Cover of "And When She Was Good" by Laura Lippman

Title: And When She Was Good
Author: Laura Lippman
Publisher: William Morrow (HarperCollins)
Format: Print
Rating: 4 out of 5
How I got it: Borrowed a copy from the library

Note: Here be spoilers

“Compartmentalization” is the watchword of Heloise Lewis’s life. A mother living in the tony DC suburb of Turner’s Grove, she appears outwardly successful as the founder of the Women’s Full Employment Network, a lobby organization promoting income parity for women. But only a few people know the truth: WFEN is a front for her real business, an escort service for politicians and other professionals in Washington DC. And not even the one person who has access to both sides of her life, her au pair Audrey, knows the half of it: that Heloise, born Helen, is a former prostitute who reinvented herself.

But Heloise’s comfortable life is slowly crumbling. The father of her son — her former pimp, who doesn’t know that Helen was the one who turned him in and doesn’t even know he has a son — may soon be released from jail. One of her escort girls is trying to blackmail her after contracting HIV. Her accountant is starting to ask loaded questions. And, most worrying of all, another “suburban madam” has turned up dead, and the circumstances surrounding that are more than what they seem.

Heloise may be good, but she’ll have to be very, very good to get out of this mess alive.

Let’s get one thing out of the way. And When She Was Good is 1) a thriller, 2) with a female protagonist, 3) taking place in the aftermath of the 2008 recession, and 4) written by a female author. There’s probably one big question on your lips: Is it like Gone Girl?

Yes. Kind of.

There are shades of Gone Girl here, but that’s because Gillian Flynn’s book is so monolithic that, post 2012, any thriller whose plot involves a smart woman controlling an edifice of lies falls under its shadow. And, like GG, Laura Lippman’s book does feature a somewhat unreliable narrator.

But Heloise, unlike Amy Dunne, isn’t unreliable because she’s trying to control the flow of information. Heloise is unreliable because she’s spent her entire life walking through a minefield, and has become overconfident in her ability to identify a landmine waiting underfoot. And When She Was Good is all about the tension of wondering whether this is the time she’ll finally make a wrong step and get permanently mangled.
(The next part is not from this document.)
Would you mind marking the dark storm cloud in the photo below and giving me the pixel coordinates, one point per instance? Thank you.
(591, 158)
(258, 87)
However, if there’s a story that And When She Was Good really reminds me of, I’d have to say it’s an Elmore Leonard one — Jackie Brown, because Heloise isn’t trying to hoodwink the national media so much as frantically stay one step ahead of everyone else. (I say Jackie Brown because I’ve seen the film but haven’t read Rum Punch, its source material. I really need to read more Elmore Leonard some day…)

There are a lot of things to appreciate about this book. The razor sharp prose. The careful doling out of information and interweaving of present and past. The slow burn of tension as Heloise’s life gets dismantled brick by brick. The desperate aspiration to a life of middle-class ease for her son. The perfect sense of time and place in a cloistered post-recession suburb full of yummy mummies and political strivers.
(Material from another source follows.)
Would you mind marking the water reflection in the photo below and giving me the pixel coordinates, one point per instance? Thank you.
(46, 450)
However, And When She Was Good is not perfect. Heloise prides herself on being a smart woman, but when everything shakes out, it turns out that Audrey — whom Heloise respects, but somewhat dismisses because she’s not that pretty and likes tacky TV shows — turns out to have a more accurate bullshit detector. Ultimately, when Audrey saves Heloise, it feels anticlimactic, both because we find out that Audrey’s been right all along and because the final confrontation itself wasn’t drawn out enough.

I will admit that I took my time finishing And When She Was Good. The initial circumstances of Helen’s life, where she was the victim of physical abuse by her father and sexual exploitation by her first boyfriend, filled me with unease. But that’s because I’ve lived a very lucky, sheltered life. The first 100 or so pages of the book filled me with a sense of There but for the grace of God go I.

Does this book put a glossy spin on such a sad set of circumstances? Yes. But is there truth underneath the gloss? Yes. I’m still trying to figure out how much of my discomfort over the book is because of the guilt I feel about my own relatively happy life or because of my dissatisfaction with an abrupt climactic scene. I don’t read a lot of thrillers, so your mileage may vary.

What Tea Suits This Book?

Tea doesn’t play a huge role in And When She Was Good, but Heloise/Helen does occasionally sip green tea. However, when I think of Heloise, I think of a young sheng (raw) pu’erh tea: her youth was bitter, but put her in hot water and she’ll survive again and again.